Examples for files i want to store are :
- files for proof of concept
- jars files for application likes spark
- files for teradata client
- ifexp files
Created 11-07-2016 01:33 PM
1. Never use master or data node local storage
Best practice is definitely not to touch the master nodes or data nodes for local filesystem storage or command line interface (use edge node CLI or local machine via Ambari Views or integration through Knox gateway).
2. 3rd party tools
3rd party tools will specify where to locate their files/jars.
3. Edge node
If you need files (typically jars) for client interface to cluster, place on edge node and use client there.
If you simply want to archive files (e.g. POC work) you can do this on the edge node local file system.
4. HDFS
If you are archiving files on the edge node and it does not have high availability or backup (e.g. autoreplication of mounts) and you want this, putting it into HDFS is a good idea since each is replicated 3x.
When putting into HDFS, from a client perspective there is no specification of name node or data node -- you interact with the namenode and it will store it on the data nodes. The name node is your interface with the data nodes.
In HDFS, you could define a path like /misc and store these files there. You can also manage read-write permissions on this folder.
You can manage files (make dir, put file, get file) in hdfs through the command line (edge node is good host for this) or Ambari file view.
See: http://hortonworks.com/hadoop-tutorial/using-commandline-manage-files-hdfs/
http://hortonworks.com/blog/best-practices-in-hdfs-authorization-with-apache-ranger/
Created 11-07-2016 01:07 PM
can i create a linux file system to store all file in? and where node can i use? Thanks
Created 11-07-2016 01:51 PM
If you do anything with the linux file system, it should be on edge node only. See fuller answer below.
Created 11-07-2016 01:33 PM
1. Never use master or data node local storage
Best practice is definitely not to touch the master nodes or data nodes for local filesystem storage or command line interface (use edge node CLI or local machine via Ambari Views or integration through Knox gateway).
2. 3rd party tools
3rd party tools will specify where to locate their files/jars.
3. Edge node
If you need files (typically jars) for client interface to cluster, place on edge node and use client there.
If you simply want to archive files (e.g. POC work) you can do this on the edge node local file system.
4. HDFS
If you are archiving files on the edge node and it does not have high availability or backup (e.g. autoreplication of mounts) and you want this, putting it into HDFS is a good idea since each is replicated 3x.
When putting into HDFS, from a client perspective there is no specification of name node or data node -- you interact with the namenode and it will store it on the data nodes. The name node is your interface with the data nodes.
In HDFS, you could define a path like /misc and store these files there.
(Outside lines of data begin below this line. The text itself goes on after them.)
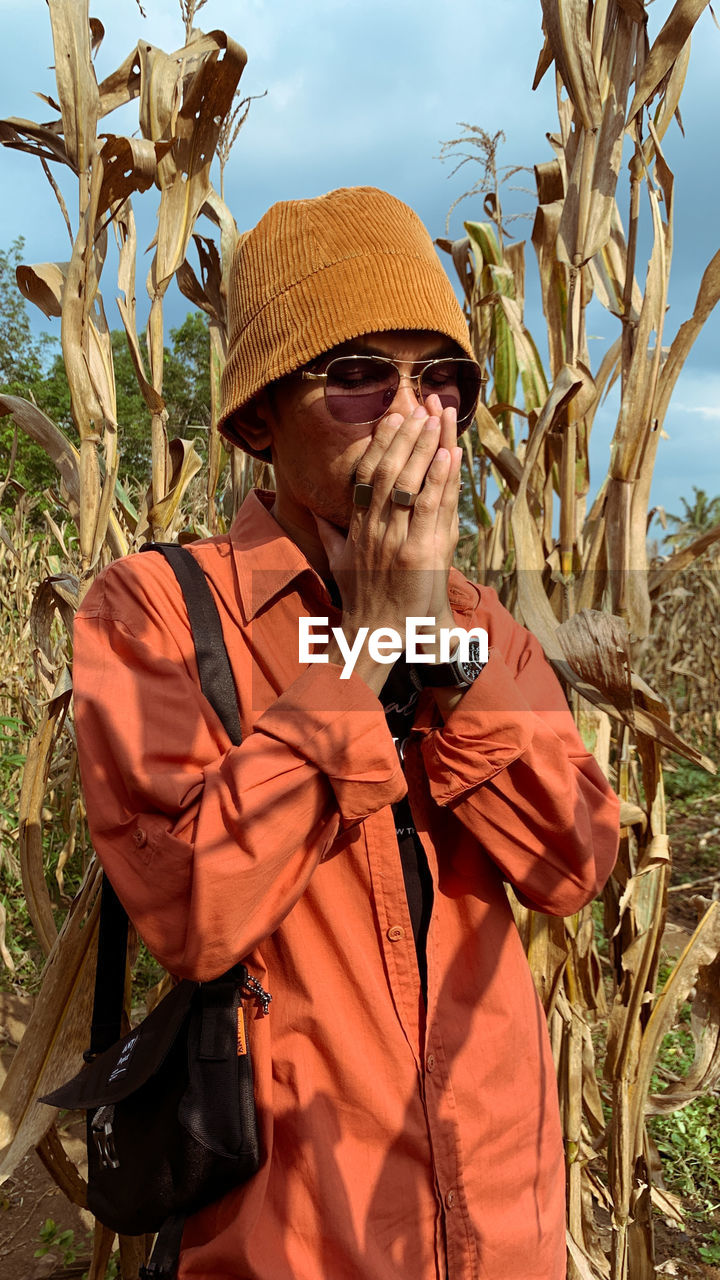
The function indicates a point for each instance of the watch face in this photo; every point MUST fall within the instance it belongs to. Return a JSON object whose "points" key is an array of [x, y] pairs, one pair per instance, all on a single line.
{"points": [[472, 668]]}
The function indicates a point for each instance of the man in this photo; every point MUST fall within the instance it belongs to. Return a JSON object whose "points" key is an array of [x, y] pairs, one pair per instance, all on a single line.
{"points": [[354, 848]]}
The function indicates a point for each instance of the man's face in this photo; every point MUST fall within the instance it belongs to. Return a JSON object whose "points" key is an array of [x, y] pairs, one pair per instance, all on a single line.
{"points": [[315, 456]]}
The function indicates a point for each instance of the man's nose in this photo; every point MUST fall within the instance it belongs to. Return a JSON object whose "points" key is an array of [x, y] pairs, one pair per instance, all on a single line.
{"points": [[408, 396]]}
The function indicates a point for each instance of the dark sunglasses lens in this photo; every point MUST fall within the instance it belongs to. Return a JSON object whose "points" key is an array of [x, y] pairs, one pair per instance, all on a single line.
{"points": [[359, 389], [456, 382]]}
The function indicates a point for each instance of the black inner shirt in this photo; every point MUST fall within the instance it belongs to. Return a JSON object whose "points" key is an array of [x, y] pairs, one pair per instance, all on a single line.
{"points": [[399, 698]]}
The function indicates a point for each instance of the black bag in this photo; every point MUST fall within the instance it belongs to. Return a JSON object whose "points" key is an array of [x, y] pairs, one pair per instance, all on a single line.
{"points": [[171, 1107], [171, 1111]]}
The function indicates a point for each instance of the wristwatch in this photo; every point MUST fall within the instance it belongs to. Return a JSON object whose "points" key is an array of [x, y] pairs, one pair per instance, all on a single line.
{"points": [[454, 673]]}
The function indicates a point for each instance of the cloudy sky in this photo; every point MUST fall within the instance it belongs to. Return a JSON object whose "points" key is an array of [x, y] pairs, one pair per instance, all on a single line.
{"points": [[364, 91]]}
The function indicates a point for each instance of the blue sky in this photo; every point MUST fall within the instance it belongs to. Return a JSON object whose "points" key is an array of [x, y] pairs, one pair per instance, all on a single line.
{"points": [[364, 91]]}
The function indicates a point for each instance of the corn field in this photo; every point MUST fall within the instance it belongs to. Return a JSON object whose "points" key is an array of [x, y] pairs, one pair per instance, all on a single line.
{"points": [[587, 592]]}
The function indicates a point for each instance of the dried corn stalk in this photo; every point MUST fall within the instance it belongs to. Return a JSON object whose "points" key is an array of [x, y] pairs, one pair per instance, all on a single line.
{"points": [[586, 593]]}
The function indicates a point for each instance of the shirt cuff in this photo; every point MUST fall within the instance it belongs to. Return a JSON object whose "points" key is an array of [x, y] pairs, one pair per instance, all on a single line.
{"points": [[490, 727], [340, 727]]}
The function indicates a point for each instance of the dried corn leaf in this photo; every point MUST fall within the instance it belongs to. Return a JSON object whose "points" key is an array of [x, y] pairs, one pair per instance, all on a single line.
{"points": [[121, 86], [665, 50], [128, 165], [44, 284], [596, 645], [589, 204], [32, 798], [57, 1033], [186, 464], [74, 76], [660, 576], [495, 444], [62, 1169], [697, 967], [5, 955], [209, 295], [63, 453], [554, 279], [215, 63], [39, 140], [566, 26], [706, 300]]}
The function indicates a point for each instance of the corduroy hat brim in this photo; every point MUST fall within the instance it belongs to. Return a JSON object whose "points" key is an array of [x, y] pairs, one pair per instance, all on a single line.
{"points": [[317, 273]]}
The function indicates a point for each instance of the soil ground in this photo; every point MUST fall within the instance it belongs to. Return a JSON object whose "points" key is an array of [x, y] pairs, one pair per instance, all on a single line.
{"points": [[30, 1197]]}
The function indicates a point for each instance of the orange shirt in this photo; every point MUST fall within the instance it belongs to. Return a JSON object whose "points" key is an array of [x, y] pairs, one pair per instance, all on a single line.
{"points": [[400, 1143]]}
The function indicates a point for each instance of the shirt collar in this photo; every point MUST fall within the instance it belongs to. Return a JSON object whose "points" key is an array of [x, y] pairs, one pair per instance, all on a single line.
{"points": [[267, 560]]}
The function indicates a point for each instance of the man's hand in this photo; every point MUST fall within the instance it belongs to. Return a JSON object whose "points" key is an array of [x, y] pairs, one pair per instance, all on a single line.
{"points": [[395, 561]]}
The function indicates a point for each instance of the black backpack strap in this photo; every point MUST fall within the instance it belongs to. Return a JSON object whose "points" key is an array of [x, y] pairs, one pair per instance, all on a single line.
{"points": [[213, 662], [218, 686], [109, 973]]}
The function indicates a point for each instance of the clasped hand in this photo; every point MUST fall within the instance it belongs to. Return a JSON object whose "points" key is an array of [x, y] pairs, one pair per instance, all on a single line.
{"points": [[395, 561]]}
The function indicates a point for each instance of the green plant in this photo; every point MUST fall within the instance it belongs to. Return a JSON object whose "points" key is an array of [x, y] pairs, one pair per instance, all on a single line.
{"points": [[686, 781], [54, 1238], [710, 1252]]}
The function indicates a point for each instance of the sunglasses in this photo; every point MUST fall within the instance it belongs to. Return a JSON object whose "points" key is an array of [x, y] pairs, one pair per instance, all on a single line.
{"points": [[359, 389]]}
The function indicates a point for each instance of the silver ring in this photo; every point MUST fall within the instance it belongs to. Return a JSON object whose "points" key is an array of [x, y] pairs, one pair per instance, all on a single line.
{"points": [[402, 497], [363, 496]]}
You can also manage read-write permissions on this folder.
You can manage files (make dir, put file, get file) in hdfs through the command line (edge node is good host for this) or Ambari file view.
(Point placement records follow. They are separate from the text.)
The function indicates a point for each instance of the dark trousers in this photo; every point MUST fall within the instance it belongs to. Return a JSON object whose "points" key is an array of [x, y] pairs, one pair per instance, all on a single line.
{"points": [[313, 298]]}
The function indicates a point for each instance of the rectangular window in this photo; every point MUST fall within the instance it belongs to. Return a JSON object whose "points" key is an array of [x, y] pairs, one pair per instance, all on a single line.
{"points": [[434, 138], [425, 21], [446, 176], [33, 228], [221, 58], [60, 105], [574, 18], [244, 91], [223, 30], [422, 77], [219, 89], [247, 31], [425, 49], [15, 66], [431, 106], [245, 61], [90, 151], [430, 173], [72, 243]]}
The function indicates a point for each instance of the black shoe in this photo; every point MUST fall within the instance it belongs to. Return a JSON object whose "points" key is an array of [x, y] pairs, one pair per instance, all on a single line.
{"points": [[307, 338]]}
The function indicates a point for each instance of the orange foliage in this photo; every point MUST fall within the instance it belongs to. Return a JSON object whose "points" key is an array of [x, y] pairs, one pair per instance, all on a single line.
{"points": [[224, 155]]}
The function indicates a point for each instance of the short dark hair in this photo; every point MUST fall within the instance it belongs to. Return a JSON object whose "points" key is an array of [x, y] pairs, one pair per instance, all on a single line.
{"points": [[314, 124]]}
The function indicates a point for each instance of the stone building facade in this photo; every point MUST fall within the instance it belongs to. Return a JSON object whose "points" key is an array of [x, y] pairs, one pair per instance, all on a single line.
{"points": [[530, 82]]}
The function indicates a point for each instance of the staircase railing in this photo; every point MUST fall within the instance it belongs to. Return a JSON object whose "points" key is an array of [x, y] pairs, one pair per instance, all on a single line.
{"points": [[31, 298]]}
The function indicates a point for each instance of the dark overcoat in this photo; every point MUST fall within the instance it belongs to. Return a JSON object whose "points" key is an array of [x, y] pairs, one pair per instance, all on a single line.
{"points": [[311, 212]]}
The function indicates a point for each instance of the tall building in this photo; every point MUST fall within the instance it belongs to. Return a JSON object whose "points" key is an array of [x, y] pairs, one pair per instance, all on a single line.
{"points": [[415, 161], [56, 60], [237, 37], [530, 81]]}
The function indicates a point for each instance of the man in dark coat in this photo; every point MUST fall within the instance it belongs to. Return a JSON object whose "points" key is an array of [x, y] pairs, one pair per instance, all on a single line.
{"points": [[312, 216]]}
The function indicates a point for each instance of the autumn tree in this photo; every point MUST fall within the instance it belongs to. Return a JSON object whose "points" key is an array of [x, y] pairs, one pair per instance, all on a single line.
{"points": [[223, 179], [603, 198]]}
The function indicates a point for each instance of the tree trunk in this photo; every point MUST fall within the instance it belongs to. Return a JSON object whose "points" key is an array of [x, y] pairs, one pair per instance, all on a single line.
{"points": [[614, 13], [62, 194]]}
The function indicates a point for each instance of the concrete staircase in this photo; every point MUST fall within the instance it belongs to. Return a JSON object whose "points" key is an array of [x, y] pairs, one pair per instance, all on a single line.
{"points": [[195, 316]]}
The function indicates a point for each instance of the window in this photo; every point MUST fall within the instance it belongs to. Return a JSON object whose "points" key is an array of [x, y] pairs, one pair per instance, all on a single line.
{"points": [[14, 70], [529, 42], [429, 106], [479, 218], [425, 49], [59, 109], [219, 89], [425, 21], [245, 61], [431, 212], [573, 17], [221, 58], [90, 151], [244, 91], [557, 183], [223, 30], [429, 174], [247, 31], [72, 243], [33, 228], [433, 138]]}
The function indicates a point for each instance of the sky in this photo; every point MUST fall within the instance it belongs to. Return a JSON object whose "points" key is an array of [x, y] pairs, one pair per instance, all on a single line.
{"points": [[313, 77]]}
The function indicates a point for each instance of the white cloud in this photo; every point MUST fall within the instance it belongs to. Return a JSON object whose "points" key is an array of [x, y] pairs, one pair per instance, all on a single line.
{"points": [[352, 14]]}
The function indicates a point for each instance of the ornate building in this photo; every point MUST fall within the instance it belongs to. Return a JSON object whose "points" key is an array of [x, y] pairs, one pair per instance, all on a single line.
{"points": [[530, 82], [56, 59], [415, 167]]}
See: http://hortonworks.com/hadoop-tutorial/using-commandline-manage-files-hdfs/
http://hortonworks.com/blog/best-practices-in-hdfs-authorization-with-apache-ranger/
Created 11-07-2016 01:48 PM
Hello Greg,
Thanks for your answers; I don't talk about data files that i can store in hdfs but files like applications jars (jars for spark application) or teradata generate file.
Thanks
Created 11-07-2016 01:53 PM
As mentioned in previous comment -- you should only store files in local file system of edge node. You should never use the actual cluster (master and data nodes) for local file storage. The fuller answer gives the benefit of HDFS if you are worried about automatic backup of files. (I have seen edge nodes go down and everything lost; thus, either have automatic backup or go to hdfs for files you want to backup.)
Created 11-07-2016 02:16 PM
ok! thanks very much.
Created 11-07-2016 02:26 PM
If you feel like you have everything you need, let me know by accepting the answer; else, good to wait for additional answers or follow up with additional questions.